Sun, Lina, Sun, Jingchun, Xu, Qinzeng, Li, Xiaoni, Zhang, Libin, Yang, Hongsheng
Comparative biochemistry and physiology 2017 v.22 pp. 32-38
Apostichopus japonicus, animal organs, arginine, betaine, betaine-aldehyde dehydrogenase, betaine-homocysteine S-methyltransferase, biochemical pathways, dimethylamine, discriminant analysis, evisceration, gene expression regulation, genes, genomics, glutamic acid, histidine, intestines, isoleucine, least squares, leucine, metabolism, metabolites, metabolomics, models, proteomics, taurine, valine
Sea cucumbers are excellent models for studying organ regeneration due to their striking capacity to regenerate most of their viscera after evisceration. In this study, we applied NMR-based metabolomics to determine the metabolite changes that occur during the process of intestine regeneration in sea cucumbers. Partial least-squares discriminant analysis showed that there was significant differences in metabolism between regenerative intestines at 3, 7, and 14days post evisceration (dpe) and normal intestines. Changes in the concentration of 13 metabolites related to regeneration were observed and analyzed.

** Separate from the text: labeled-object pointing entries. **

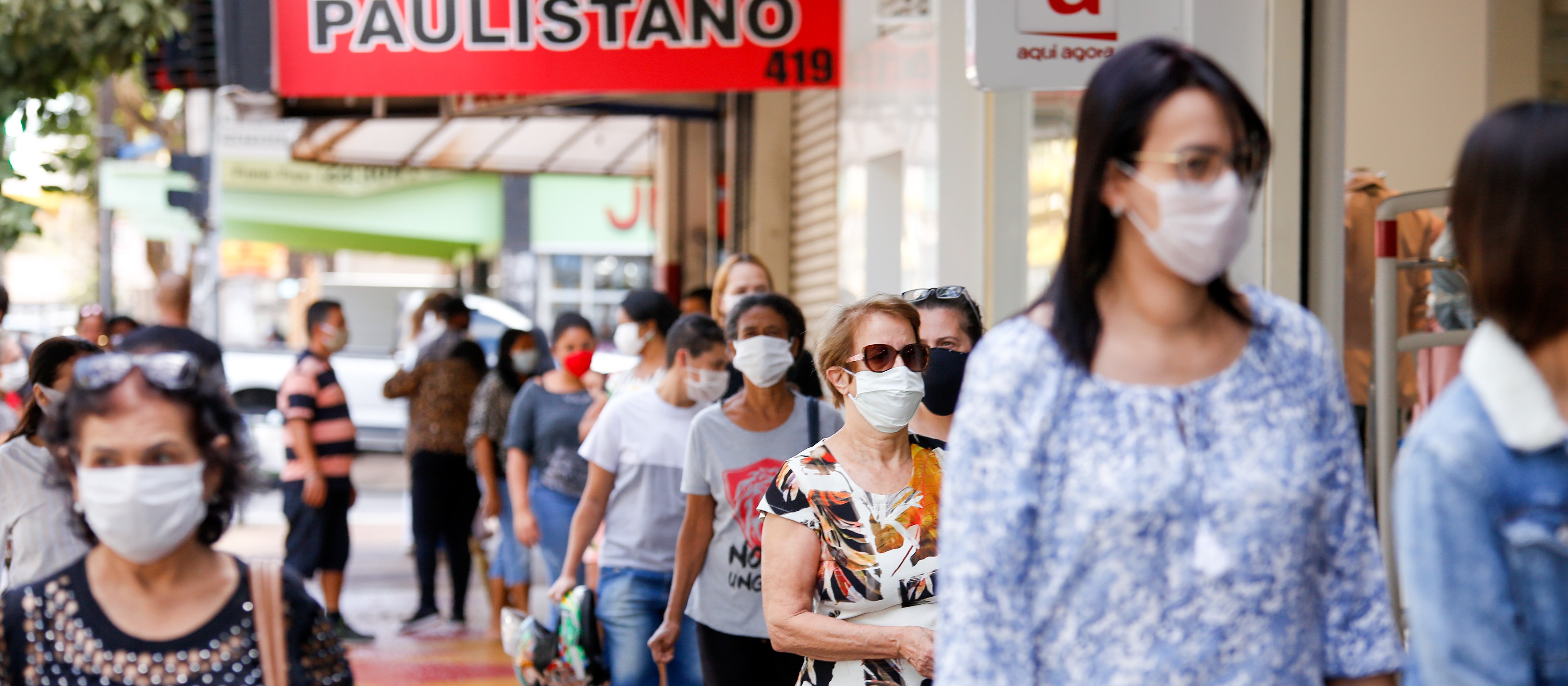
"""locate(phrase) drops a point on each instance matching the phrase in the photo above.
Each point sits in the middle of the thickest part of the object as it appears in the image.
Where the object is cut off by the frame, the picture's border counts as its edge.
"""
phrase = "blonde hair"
(836, 344)
(722, 279)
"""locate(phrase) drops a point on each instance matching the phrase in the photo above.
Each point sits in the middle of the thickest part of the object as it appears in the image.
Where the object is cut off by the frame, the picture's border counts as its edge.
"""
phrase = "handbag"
(267, 615)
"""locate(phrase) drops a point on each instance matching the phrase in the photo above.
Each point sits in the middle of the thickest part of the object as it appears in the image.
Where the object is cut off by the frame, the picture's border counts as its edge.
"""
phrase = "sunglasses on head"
(882, 356)
(173, 370)
(943, 293)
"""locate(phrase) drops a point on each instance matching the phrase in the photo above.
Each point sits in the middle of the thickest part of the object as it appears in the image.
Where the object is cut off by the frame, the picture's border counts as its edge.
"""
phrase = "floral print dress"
(880, 565)
(1214, 533)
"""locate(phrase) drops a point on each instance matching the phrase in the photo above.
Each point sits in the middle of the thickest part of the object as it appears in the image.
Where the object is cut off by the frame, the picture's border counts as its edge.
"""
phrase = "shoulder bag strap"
(813, 420)
(267, 599)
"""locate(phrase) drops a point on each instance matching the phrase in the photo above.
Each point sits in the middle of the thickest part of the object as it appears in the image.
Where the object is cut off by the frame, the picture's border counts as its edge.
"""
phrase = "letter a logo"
(1073, 9)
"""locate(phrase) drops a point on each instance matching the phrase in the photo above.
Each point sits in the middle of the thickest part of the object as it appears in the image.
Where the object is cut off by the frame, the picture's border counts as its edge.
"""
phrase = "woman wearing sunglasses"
(951, 328)
(153, 453)
(849, 579)
(1155, 477)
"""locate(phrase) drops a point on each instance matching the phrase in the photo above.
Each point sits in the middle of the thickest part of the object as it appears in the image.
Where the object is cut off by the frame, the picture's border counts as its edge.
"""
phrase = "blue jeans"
(510, 563)
(631, 607)
(554, 514)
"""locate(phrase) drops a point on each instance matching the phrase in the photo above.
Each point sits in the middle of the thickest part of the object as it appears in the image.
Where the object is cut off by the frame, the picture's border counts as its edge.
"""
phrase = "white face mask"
(524, 362)
(143, 513)
(706, 386)
(731, 300)
(628, 340)
(339, 337)
(888, 399)
(764, 359)
(1202, 228)
(56, 399)
(13, 375)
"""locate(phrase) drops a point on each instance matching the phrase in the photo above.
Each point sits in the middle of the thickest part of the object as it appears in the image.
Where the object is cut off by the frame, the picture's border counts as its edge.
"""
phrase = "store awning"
(327, 207)
(518, 145)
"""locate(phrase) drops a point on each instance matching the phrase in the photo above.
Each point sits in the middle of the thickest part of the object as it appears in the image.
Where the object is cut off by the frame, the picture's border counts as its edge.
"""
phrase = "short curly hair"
(214, 416)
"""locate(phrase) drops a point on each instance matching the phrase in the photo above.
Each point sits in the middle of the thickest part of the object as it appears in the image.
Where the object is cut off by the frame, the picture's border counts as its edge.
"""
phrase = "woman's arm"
(523, 524)
(697, 533)
(485, 463)
(789, 579)
(585, 522)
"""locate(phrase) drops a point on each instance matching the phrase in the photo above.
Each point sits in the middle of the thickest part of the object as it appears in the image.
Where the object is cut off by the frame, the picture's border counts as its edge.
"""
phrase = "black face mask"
(943, 378)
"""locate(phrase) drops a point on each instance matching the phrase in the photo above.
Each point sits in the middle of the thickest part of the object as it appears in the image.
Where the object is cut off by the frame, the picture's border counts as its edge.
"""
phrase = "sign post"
(434, 48)
(1057, 44)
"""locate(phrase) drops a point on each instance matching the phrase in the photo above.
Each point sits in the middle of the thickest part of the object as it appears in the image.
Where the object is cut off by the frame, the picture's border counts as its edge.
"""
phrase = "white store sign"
(1059, 44)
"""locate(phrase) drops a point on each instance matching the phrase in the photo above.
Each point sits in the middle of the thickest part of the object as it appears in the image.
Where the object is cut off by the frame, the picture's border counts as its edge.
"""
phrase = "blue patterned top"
(1106, 533)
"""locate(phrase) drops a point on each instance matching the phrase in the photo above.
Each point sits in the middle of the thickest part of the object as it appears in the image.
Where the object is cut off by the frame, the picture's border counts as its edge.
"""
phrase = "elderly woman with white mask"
(1155, 477)
(849, 579)
(153, 448)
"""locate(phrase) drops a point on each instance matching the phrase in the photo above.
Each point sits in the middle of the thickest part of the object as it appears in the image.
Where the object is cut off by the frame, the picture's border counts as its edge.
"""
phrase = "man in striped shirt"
(319, 441)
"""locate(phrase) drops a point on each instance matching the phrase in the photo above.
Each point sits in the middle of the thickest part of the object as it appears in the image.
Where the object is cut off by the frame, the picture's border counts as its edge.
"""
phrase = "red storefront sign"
(435, 48)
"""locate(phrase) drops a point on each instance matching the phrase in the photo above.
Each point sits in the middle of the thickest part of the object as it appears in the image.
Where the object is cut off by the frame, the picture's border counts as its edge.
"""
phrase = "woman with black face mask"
(951, 326)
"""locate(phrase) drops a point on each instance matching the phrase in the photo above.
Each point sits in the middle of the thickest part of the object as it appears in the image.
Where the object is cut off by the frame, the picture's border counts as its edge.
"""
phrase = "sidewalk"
(380, 586)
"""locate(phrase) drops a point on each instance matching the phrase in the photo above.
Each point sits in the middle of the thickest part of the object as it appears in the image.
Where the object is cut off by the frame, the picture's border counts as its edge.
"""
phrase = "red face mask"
(576, 364)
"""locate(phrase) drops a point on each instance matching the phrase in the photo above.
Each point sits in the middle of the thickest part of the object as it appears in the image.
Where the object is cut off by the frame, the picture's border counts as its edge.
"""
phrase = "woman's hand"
(918, 644)
(526, 528)
(664, 641)
(564, 586)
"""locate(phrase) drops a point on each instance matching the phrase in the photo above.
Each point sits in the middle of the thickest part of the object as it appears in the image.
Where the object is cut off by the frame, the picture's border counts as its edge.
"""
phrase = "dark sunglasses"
(173, 370)
(944, 293)
(882, 356)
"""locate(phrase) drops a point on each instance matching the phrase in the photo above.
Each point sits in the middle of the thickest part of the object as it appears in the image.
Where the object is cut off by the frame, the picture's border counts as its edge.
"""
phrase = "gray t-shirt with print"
(736, 466)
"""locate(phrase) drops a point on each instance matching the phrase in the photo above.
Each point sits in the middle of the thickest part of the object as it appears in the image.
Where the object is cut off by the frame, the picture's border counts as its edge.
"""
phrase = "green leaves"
(49, 48)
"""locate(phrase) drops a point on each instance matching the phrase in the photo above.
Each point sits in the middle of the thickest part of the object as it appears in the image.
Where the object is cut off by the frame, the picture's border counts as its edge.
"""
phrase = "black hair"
(1114, 120)
(214, 417)
(568, 322)
(319, 312)
(786, 308)
(651, 306)
(452, 308)
(1511, 195)
(44, 369)
(504, 367)
(695, 334)
(963, 308)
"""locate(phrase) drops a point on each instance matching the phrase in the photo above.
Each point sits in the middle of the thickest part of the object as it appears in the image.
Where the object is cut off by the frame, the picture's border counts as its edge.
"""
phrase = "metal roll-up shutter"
(814, 204)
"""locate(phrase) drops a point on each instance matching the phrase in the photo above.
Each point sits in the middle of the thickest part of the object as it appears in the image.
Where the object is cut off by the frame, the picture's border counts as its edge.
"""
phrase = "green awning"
(327, 207)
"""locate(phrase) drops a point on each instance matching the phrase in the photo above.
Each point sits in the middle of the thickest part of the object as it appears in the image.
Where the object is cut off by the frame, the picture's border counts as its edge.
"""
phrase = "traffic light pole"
(107, 140)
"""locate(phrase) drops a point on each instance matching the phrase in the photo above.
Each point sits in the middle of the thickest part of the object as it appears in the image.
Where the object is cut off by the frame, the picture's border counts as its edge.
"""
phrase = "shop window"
(1051, 154)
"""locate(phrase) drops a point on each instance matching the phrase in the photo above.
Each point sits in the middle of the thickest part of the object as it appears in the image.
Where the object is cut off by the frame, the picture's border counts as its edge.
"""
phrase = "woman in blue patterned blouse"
(1155, 478)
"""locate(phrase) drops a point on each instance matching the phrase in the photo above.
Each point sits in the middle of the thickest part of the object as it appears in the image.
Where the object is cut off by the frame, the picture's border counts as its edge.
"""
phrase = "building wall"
(1415, 85)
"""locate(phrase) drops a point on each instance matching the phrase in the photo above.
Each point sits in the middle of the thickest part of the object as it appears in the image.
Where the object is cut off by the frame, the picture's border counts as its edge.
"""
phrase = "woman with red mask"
(545, 474)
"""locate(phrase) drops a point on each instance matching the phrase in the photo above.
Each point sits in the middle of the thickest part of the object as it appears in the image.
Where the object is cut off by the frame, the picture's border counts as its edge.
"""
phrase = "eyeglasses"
(882, 356)
(944, 293)
(173, 370)
(1194, 165)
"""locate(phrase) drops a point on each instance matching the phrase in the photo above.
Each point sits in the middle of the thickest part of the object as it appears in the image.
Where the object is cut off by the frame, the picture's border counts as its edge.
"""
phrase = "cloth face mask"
(944, 375)
(1202, 228)
(706, 386)
(524, 362)
(143, 513)
(764, 359)
(888, 399)
(628, 342)
(578, 364)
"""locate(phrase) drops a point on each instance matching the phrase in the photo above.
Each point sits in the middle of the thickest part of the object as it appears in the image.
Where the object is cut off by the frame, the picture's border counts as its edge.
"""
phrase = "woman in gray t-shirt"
(545, 474)
(733, 453)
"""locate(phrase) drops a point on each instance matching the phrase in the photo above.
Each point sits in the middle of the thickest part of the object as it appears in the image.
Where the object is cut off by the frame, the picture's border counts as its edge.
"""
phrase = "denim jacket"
(1481, 521)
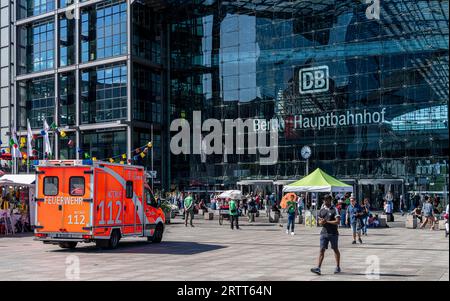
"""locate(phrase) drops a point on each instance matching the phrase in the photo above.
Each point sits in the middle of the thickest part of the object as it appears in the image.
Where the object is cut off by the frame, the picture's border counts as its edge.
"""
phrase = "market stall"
(317, 182)
(16, 195)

These metabolites included leucine, isoleucine, valine, arginine, glutamate, hypotaurine, dimethylamine, N,N-dimethylglycine, betaine, taurine, inosine, homarine, and histidine. Three important genes (betaine-aldehyde dehydrogenase, betaine-homocysteine S-methyltransferase 1, and dimethylglycine dehydrogenase) were differentially expressed to regulate the levels of betaine and N,N-dimethylglycine during intestine regeneration. These results provide an important basis for studying regenerative mechanisms and developing regenerative matrixes.